Hello and welcome to trusted. This is the podcast where we can talk about anything that involves trusting others. We especially like to focus on those transactions, working with attorneys. And I’m your host, Blake Johnson Trust Attorney Las Vegas. I am an estate planning attorney. I am a golf enthusiast and, um, I also, uh, love to go to the gym. So that’s me. And welcome to the show. Uh, today we’re gonna talk about charitable giving and charitable planning, um, as it relates to the estate planning realm. So a couple of different areas that we can focus on. Um, the four main ones are, uh, doing outright gifts. There is donor advised funds, there is a charitable remainder trusts or there’s a whole different categories, different ones of that, but charitable trusts. And then, uh, we have a nonprofit or private foundation. So those are forming categories we’re going to go over today.
So let’s start with outright gifting, uh, in, uh, anytime you make a gift, uh, if it’s under $15,000, the federal government says you can give that for free. We’re not going to tax you for giving it. We’re not going to tax the individual for receiving that gift. And so that’s why people give money all the time. Now if you give over $15,000, technically you’re supposed to file a gift tax return. What does that mean? Well Trust Attorney Las Vegas, it means that, um, you need to file a form with the federal government. Most likely you’re not going to owe any tax because what the federal government’s sit on the estate tax side, you have a right now in 2019 up to, um, you know, over $11 million per person before you have to pay a state taxes and what the government says, we’re, we have what’s called a uniform unified gift tax.

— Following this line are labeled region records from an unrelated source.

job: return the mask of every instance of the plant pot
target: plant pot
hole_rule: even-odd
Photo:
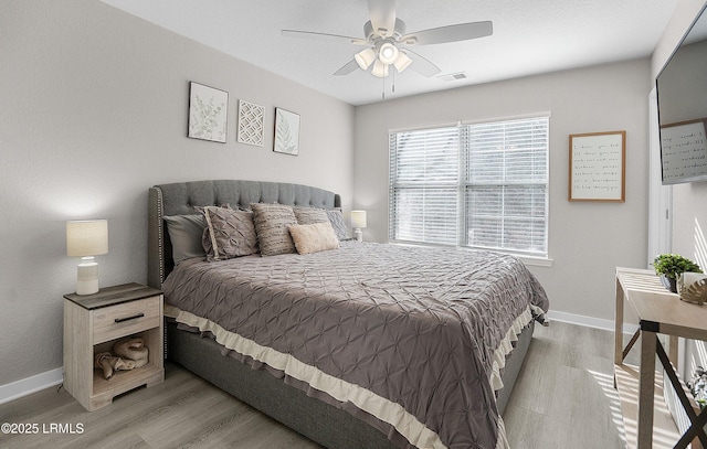
[[[677,293],[677,279],[672,279],[665,275],[661,275],[661,282],[663,284],[663,287],[665,287],[667,290],[671,290],[672,292]]]

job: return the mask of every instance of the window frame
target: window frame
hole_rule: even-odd
[[[408,245],[422,245],[422,246],[445,246],[445,247],[456,247],[456,248],[471,248],[471,249],[487,249],[487,250],[494,250],[494,252],[499,252],[499,253],[508,253],[508,254],[514,254],[518,257],[523,257],[524,259],[535,259],[535,260],[549,260],[549,203],[550,203],[550,168],[549,168],[549,154],[550,154],[550,118],[551,115],[549,113],[538,113],[538,114],[534,114],[534,115],[527,115],[527,116],[516,116],[516,117],[505,117],[505,118],[492,118],[492,119],[484,119],[484,120],[476,120],[476,121],[460,121],[457,124],[453,124],[453,125],[439,125],[439,126],[434,126],[434,127],[423,127],[423,128],[414,128],[414,129],[398,129],[398,130],[390,130],[389,131],[389,199],[388,199],[388,213],[389,213],[389,226],[388,226],[388,239],[390,243],[397,243],[397,244],[408,244]],[[476,126],[476,125],[498,125],[498,128],[502,128],[505,125],[511,124],[514,121],[532,121],[532,120],[544,120],[545,124],[541,124],[541,126],[544,125],[544,141],[541,142],[541,150],[545,151],[545,154],[541,154],[541,158],[544,158],[542,160],[542,164],[544,164],[544,173],[541,173],[544,177],[541,177],[541,179],[539,180],[532,180],[530,182],[528,182],[527,180],[524,182],[516,182],[513,180],[508,180],[505,179],[505,174],[508,172],[508,167],[504,167],[503,169],[503,174],[504,174],[504,181],[503,182],[479,182],[479,181],[473,181],[472,177],[468,175],[467,170],[468,170],[468,160],[469,160],[469,153],[472,152],[472,147],[469,143],[469,138],[468,138],[468,129],[469,127]],[[398,139],[402,133],[405,132],[424,132],[424,131],[434,131],[434,130],[442,130],[442,129],[446,129],[446,128],[455,128],[456,132],[457,132],[457,151],[458,151],[458,160],[457,160],[457,175],[456,175],[456,210],[455,210],[455,216],[456,216],[456,235],[455,235],[455,242],[452,243],[451,240],[446,242],[446,243],[439,243],[439,242],[424,242],[423,239],[405,239],[405,238],[397,238],[400,237],[400,227],[397,228],[397,224],[395,224],[395,217],[400,216],[399,213],[397,213],[397,205],[395,205],[395,192],[401,191],[401,190],[405,190],[404,188],[404,183],[400,183],[397,182],[398,180],[395,179],[395,173],[398,170],[398,158],[395,156],[395,152],[398,151]],[[504,132],[506,132],[506,130],[504,129]],[[542,135],[542,132],[541,132]],[[530,135],[529,135],[530,136]],[[507,150],[507,146],[504,146],[503,149],[500,149],[499,151],[506,151]],[[530,148],[530,156],[532,157],[532,159],[536,158],[537,153],[537,149],[535,148]],[[410,183],[408,183],[410,184]],[[435,184],[440,184],[440,182],[436,182]],[[450,185],[449,183],[446,185]],[[526,186],[529,189],[530,192],[530,196],[532,196],[534,194],[531,193],[532,190],[535,189],[539,189],[541,191],[544,191],[544,194],[540,195],[541,200],[544,200],[544,204],[541,204],[541,211],[542,211],[542,215],[539,217],[539,220],[542,221],[544,223],[544,229],[541,231],[541,248],[539,250],[535,250],[532,248],[519,248],[519,247],[503,247],[502,246],[484,246],[484,245],[475,245],[473,244],[473,242],[467,240],[468,237],[468,221],[469,221],[469,216],[468,216],[468,207],[467,207],[467,192],[469,192],[472,189],[476,189],[479,188],[482,185],[492,185],[492,186],[499,186],[502,188],[502,191],[505,190],[508,186],[511,188],[516,188],[516,186]],[[421,183],[420,184],[421,188],[425,188],[426,183]],[[506,199],[504,199],[504,205],[508,204],[508,201]],[[521,217],[523,218],[523,217]],[[503,223],[506,222],[513,222],[513,216],[510,215],[505,215],[502,214],[498,216],[498,220]],[[531,220],[528,218],[528,220]],[[498,233],[497,235],[502,236],[504,233]],[[532,233],[531,233],[532,234]],[[538,240],[540,242],[540,240]]]

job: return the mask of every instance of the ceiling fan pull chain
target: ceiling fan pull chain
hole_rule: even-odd
[[[383,101],[386,101],[386,77],[382,77],[381,79],[383,81],[383,95],[382,95],[382,97],[383,97]]]

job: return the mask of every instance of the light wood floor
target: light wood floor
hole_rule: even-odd
[[[510,447],[623,448],[612,350],[612,332],[561,322],[536,327],[504,416]],[[318,448],[186,370],[170,363],[166,370],[165,383],[93,413],[56,387],[1,405],[0,424],[36,424],[39,434],[0,434],[0,447]],[[76,432],[51,434],[52,424]]]

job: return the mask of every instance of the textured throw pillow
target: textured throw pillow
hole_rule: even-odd
[[[226,207],[203,207],[207,223],[202,245],[207,260],[225,260],[257,253],[253,214]]]
[[[327,211],[315,207],[294,207],[297,224],[326,223],[329,221]]]
[[[288,227],[297,224],[291,206],[284,204],[252,203],[253,223],[257,245],[263,256],[295,253]]]
[[[167,233],[172,243],[172,259],[175,265],[191,257],[205,257],[201,246],[201,235],[205,227],[203,215],[171,215],[165,216]]]
[[[346,227],[346,223],[344,222],[344,214],[341,210],[327,210],[327,216],[329,217],[329,223],[331,223],[331,227],[336,233],[336,236],[339,240],[346,240],[349,238],[348,228]]]
[[[289,234],[299,254],[312,254],[339,247],[339,239],[329,222],[292,225]]]

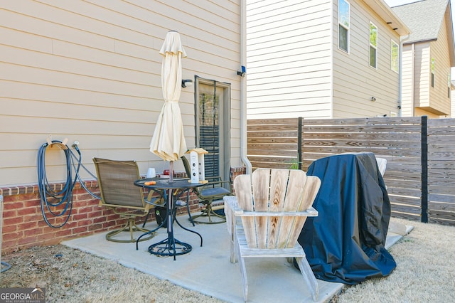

You can give that away when you die or you can give it away while you’re living, but you have that much to give away sometime just you decide when you want to do that. And so you need to file that return while you’re living. Um, cause it reduces that amount that you have for the estate tax, um, or the exemption on the estate tax when you die. So that’s why the federal government wants to keep track of it. Now it’s $15,000 per person. So if you are extremely wealthy and you will feel extremely generous, you can go ahead and give $15,000 to everybody that you want to and you’d never have to file a return. Okay? So that’s one way to really reduce your state. Now let’s say you’re a couple and you want to give a $15,000 to each of your kids, great. Each of you can then give 15,000.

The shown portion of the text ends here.